Workshop 2 -Gamification of Medical Image Annotation Tasks
Wednesday, 13.09.2023, 9:30 – 12:00
by Simon Warsinsky
To realize their potential, artificial intelligence (AI) models in medicine often require large amounts of high-quality annotated medical images (e.g., surgical images, CT scans) as training data. Annotation of such images (e.g., segmenting relevant structures) often must be manually done by medical experts, which is a time-intensive, monotonous and tedious process. Thus, it is often difficult for annotators to stay motivated and engaged with medical image annotation task, which can negatively impact annotation quality. One approach to motivate individuals is gamification—the use of game design elements (e.g., points, badges, leaderboards) in non-game contexts. Gamification has shown great potential in application areas like healthcare or education to motivate people to perform certain behaviors (e.g., increased physical activity). To be successful, gamification concepts do however require a careful and context-specific design. In this workshop, we look at gamification as a way to foster annotation quality through annotators’ increased motivation and engagement. Following a brief introduction to medical image annotation tasks and gamification, participants will have the chance to design and discuss their own gamification concepts for medical image annotation tasks. Afterwards, we will introduce a real-world example of a gamified medical image annotation tool from our own research, which participants get to test and provide feedback on.

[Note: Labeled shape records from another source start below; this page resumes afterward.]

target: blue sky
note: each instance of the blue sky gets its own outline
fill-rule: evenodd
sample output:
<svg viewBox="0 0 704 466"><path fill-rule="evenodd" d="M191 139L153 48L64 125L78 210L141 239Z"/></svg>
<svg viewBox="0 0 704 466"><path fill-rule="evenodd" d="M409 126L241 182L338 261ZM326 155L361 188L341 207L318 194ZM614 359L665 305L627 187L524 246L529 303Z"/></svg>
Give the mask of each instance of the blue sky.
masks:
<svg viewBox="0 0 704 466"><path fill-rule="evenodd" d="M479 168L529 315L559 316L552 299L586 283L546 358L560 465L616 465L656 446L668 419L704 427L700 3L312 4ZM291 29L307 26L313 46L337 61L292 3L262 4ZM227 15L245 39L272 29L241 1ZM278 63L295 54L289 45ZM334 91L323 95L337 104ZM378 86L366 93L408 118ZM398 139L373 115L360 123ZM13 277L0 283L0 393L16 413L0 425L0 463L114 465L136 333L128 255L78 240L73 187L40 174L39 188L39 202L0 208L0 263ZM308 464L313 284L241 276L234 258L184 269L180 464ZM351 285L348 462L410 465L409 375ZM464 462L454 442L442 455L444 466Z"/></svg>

Simon Warsinsky is a research associate at the Institute of Applied Informatics and Formal Description Methods (AIFB) of the Karlsruhe Institute of Technology (KIT), as well as doctoral researcher in the Helmholtz Information and Data Science School for Health (HIDSS4Health). He received his master’s degree in Information Systems from KIT in 2021. His research interests include gamification, health behavior change and expert data annotation tasks. Currently, he is researching the design of successful gamification concepts for medical image annotation tasks.